Tinubu further asserted that in a true federalism, the underlying principles of federalism must be evident.

Her maintained that “a federal system assumes strong and considerably autonomous states who constitute the nation… in such arrangement, states effectively control their resources, while paying taxes, rates and other fiscal impositions, to the federal purse.

“The people of the state must have first charge on the resources of their state.”

Tinubu argued that “while it is in the interest of the federating states to provide enough resources for the central government to perform its constitutional functions, it is a distortion and abuse of the federal principle and arrangement to use the resources so generated by the individual states to the disadvantage of the states.”

Expatiating on the federating units, Tinubu pointed out that the state is not junior to the federal unit.

Tinubu, thereafter, highlighted the building blocks to move Nigeria forward to include the following:

  1. Revision of the constitution to reflect genuine and true federalism
  2. Review of revenue allocation formula and fairness in the issue of resource control.
  3. Strengthening democratic institutions and civil society groups to create enabling environment for the consolidation of democracy.
  4. Eradication of corruption
  5. To build an enduring democracy, our leaders must try to ameliorate the underlying social, political and psychological forces in the society which drive individuals and groups to violent protest – policies and programmes that will improve the quality and wellbeing of the citizens must be put in place.
  6. Attitudinal change on the part of our leaders in mobilizing the people for the building of a new participant political culture for Nigeria; and
  7. Enthronement of government, which is responsive and accountable to the governed.

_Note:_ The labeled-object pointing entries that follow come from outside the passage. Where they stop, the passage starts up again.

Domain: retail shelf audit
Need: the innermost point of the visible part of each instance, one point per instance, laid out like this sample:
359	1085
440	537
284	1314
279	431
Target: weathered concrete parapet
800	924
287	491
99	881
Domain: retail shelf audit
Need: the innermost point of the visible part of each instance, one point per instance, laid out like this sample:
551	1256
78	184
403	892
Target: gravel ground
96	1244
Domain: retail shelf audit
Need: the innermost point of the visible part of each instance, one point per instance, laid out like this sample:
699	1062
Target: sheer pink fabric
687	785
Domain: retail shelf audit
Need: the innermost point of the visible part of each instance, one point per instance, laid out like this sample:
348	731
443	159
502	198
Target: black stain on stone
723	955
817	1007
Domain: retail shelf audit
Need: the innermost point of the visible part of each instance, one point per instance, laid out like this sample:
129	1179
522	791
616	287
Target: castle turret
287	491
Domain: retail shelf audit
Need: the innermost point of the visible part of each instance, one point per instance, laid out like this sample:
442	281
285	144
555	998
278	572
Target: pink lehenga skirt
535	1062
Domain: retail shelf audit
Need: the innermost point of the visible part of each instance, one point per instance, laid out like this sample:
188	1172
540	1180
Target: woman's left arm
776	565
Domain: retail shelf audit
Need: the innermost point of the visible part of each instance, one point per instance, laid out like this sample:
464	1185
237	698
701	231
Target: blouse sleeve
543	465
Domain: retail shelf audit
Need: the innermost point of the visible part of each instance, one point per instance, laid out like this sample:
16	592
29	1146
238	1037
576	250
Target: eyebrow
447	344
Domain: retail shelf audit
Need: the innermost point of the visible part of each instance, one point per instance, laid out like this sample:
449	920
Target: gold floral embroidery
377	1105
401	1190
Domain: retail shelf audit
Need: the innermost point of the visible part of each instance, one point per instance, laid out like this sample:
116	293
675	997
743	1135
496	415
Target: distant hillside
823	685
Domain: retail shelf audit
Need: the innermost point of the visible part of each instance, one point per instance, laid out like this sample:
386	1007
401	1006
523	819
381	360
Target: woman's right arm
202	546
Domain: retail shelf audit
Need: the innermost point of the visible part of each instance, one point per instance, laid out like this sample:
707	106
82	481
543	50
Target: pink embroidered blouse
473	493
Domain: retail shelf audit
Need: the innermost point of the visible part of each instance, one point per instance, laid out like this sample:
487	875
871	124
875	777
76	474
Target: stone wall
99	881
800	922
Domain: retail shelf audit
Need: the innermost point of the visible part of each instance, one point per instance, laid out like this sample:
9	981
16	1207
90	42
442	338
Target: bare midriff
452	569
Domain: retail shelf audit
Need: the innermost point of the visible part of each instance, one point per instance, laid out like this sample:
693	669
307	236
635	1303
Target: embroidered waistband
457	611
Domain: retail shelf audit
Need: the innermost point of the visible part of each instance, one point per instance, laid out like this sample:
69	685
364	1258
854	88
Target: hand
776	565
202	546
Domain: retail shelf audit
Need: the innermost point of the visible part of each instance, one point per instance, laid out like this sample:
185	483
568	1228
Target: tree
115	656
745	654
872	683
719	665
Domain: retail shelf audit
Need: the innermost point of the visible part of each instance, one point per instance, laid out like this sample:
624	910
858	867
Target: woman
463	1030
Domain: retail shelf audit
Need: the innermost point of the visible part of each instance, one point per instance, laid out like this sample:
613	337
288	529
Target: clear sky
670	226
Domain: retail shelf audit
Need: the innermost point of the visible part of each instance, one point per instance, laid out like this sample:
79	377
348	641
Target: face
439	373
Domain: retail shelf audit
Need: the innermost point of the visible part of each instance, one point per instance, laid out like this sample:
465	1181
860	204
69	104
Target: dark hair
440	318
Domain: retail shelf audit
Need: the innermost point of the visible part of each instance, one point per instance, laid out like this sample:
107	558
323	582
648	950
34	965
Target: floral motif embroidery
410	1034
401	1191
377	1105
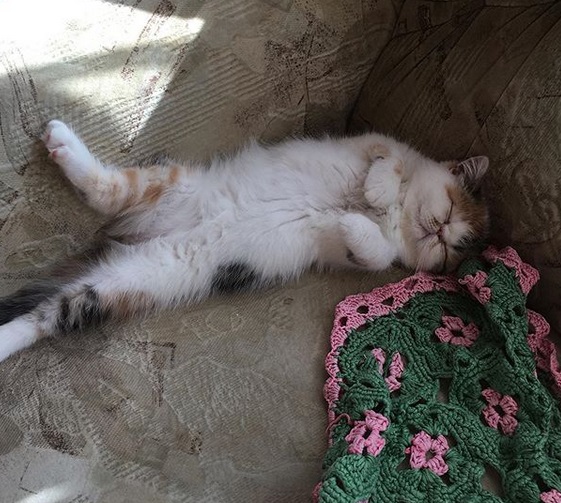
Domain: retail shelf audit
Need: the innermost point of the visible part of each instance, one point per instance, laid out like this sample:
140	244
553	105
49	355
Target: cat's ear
470	171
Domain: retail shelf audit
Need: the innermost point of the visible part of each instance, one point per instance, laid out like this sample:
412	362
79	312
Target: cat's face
444	214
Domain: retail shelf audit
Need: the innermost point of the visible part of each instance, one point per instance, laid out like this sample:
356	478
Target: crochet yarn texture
439	384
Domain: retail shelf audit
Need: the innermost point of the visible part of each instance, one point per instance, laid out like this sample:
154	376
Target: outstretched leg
128	281
106	189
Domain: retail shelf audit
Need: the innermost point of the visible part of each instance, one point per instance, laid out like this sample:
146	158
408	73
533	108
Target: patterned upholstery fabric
222	402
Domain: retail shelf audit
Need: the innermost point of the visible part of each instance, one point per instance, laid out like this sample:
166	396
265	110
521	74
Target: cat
179	233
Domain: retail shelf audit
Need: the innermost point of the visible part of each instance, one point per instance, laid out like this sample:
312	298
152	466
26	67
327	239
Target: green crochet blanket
439	391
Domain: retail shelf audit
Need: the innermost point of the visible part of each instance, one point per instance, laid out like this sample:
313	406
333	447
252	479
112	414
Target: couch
222	402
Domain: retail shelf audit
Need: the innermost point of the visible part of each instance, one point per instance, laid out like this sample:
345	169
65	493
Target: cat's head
445	216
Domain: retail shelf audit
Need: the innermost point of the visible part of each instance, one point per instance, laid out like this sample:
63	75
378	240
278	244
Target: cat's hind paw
64	147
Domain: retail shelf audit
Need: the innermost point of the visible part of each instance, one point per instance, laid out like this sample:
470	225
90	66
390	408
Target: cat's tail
127	281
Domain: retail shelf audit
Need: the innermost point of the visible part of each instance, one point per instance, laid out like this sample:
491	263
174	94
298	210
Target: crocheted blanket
439	391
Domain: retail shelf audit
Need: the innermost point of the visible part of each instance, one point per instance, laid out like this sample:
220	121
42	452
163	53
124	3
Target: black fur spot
92	313
63	323
234	277
86	310
25	301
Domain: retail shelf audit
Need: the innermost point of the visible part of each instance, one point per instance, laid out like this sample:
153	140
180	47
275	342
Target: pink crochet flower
526	274
553	496
395	370
505	417
366	434
428	452
476	286
456	332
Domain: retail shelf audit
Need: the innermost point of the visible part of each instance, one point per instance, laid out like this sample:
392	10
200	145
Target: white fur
276	210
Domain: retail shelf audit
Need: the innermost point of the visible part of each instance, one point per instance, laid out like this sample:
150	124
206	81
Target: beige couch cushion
461	78
217	403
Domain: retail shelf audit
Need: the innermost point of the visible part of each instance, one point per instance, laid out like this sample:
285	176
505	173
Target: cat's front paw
63	145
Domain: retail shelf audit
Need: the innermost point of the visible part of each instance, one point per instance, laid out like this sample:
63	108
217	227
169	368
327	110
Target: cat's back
311	171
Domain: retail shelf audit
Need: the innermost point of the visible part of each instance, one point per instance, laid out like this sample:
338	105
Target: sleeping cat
178	233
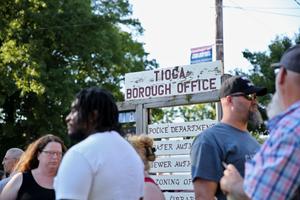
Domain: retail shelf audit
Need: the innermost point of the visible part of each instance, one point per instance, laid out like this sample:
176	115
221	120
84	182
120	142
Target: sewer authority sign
179	80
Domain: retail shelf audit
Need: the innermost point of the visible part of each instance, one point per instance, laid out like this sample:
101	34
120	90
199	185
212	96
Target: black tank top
31	190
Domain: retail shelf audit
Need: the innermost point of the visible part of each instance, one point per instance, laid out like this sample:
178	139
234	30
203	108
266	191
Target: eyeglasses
276	70
52	153
249	97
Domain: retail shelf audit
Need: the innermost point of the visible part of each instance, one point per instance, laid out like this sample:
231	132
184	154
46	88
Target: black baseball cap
239	84
290	59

Politics should be permeated by new attitudes, social trust, tolerance and cooperation.

Tinubu regretting the prevalent behavioral of the political elite, declared: “for, clearly some of the things we now do could have been unimaginable had the men of yore come down heavily on them at the very beginning.

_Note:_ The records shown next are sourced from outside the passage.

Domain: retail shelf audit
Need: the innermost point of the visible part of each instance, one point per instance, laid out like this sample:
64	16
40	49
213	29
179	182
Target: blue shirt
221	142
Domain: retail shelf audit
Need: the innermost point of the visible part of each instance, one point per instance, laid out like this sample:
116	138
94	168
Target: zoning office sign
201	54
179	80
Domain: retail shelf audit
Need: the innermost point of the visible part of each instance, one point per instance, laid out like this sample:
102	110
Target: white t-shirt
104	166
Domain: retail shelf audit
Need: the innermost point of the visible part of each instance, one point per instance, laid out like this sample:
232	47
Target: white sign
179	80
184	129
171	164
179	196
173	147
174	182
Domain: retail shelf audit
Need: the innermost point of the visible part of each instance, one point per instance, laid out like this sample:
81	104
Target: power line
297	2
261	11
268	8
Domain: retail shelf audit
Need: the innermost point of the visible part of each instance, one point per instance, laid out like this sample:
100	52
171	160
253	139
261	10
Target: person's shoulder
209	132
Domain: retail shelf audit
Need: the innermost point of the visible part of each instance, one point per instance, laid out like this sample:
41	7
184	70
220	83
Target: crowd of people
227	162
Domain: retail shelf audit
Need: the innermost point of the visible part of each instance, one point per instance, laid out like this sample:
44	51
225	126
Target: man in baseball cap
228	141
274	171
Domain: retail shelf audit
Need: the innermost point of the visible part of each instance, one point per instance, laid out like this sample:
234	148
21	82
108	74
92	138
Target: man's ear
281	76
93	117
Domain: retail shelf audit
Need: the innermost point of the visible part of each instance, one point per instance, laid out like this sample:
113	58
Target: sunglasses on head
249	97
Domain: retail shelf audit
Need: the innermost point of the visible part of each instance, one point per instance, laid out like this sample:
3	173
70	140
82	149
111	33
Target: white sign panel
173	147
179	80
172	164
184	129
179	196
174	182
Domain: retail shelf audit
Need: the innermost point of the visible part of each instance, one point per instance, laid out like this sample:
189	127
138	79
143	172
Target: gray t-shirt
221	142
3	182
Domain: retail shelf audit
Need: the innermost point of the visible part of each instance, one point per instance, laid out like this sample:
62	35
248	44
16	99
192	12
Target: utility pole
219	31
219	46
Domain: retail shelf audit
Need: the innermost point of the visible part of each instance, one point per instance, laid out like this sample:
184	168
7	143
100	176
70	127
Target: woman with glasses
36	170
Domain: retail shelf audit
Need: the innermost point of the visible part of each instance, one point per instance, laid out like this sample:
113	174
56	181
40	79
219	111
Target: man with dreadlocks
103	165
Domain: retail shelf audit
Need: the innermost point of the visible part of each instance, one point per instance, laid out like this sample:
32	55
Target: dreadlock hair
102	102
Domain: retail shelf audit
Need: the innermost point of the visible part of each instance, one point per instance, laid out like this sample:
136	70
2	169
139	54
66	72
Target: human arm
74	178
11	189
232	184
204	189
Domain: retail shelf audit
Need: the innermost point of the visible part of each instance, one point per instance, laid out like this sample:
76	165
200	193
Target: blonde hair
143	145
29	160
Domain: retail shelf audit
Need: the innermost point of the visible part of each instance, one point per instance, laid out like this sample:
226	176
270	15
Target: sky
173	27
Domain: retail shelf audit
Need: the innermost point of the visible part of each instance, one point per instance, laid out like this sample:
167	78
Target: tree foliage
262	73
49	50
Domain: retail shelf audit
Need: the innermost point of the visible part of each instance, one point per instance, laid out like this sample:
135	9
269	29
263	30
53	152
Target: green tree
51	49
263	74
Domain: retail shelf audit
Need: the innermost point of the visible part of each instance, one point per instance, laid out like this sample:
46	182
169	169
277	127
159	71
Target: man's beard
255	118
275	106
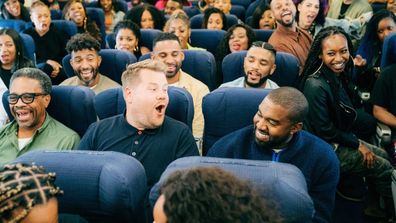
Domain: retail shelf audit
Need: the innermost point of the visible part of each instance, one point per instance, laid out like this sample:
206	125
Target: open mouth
160	108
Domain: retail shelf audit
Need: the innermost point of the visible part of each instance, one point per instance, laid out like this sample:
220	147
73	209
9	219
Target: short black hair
165	36
211	10
22	187
82	41
210	194
36	74
291	99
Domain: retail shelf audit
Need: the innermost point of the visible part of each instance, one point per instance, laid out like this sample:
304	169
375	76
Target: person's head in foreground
280	115
209	194
28	194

“In the event, these were allowed to stay perhaps, in the hope that as the nation advanced the bad habits will be given up.

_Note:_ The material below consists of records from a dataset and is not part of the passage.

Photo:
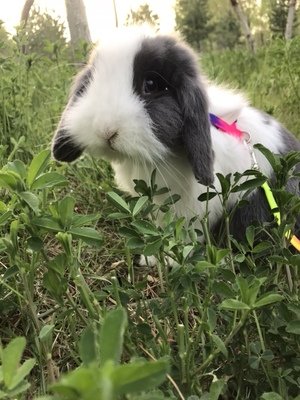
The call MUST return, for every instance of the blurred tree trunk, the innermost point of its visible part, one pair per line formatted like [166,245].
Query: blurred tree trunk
[244,23]
[290,20]
[116,13]
[77,21]
[25,12]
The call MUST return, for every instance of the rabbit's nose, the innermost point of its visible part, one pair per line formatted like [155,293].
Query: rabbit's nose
[111,137]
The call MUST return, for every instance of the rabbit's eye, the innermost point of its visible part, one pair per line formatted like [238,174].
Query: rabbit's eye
[154,85]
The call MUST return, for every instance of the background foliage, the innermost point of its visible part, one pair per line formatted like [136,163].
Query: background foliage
[223,323]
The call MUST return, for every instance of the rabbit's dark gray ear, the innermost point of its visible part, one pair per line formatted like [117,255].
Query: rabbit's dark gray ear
[64,148]
[196,130]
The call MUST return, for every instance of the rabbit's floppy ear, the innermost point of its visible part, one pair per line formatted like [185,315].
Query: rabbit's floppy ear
[196,129]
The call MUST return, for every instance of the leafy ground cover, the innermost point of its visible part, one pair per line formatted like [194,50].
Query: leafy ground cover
[222,323]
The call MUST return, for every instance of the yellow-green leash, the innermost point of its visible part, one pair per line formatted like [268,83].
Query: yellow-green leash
[233,130]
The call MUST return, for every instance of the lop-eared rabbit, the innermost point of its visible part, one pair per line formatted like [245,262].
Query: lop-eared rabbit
[142,103]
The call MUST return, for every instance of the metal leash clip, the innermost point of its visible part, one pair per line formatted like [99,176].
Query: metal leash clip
[247,142]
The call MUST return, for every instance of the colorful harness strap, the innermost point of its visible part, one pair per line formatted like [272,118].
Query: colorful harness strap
[233,130]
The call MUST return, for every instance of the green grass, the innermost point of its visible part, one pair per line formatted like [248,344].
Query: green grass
[223,321]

“Today, the bad habits have not been given up, but have indeed festered. We all agree that corruption has become endemic in our country.”

In reminiscence of the First Republic, Tinubu observed: “It has been argued that it was the desperation for the economic benefits of power that made it difficult for the contenders to sheathe their swords and develop a culture of give and take.

“What seems more plausible is that each politician and party were trying to conquer and establish permanent sphere of influence and in that process turned politics into a zero sum game of bloody war.”

The excerpt from the presentation of the President on the subject: “That This House May Not Fall, Foundation For A New Beginning In Nation Building in Nigeria,” at the Annual Zik Lecture in 2004, when he was Governor provides clear context for juxtaposition of “Tinubu The Governor” and “Tinubu The President” on his ideological fault line and leadership philosophy on Nigeria’s political landscape, essentially, on a reflection of his reforms and their consequences, in the past two years.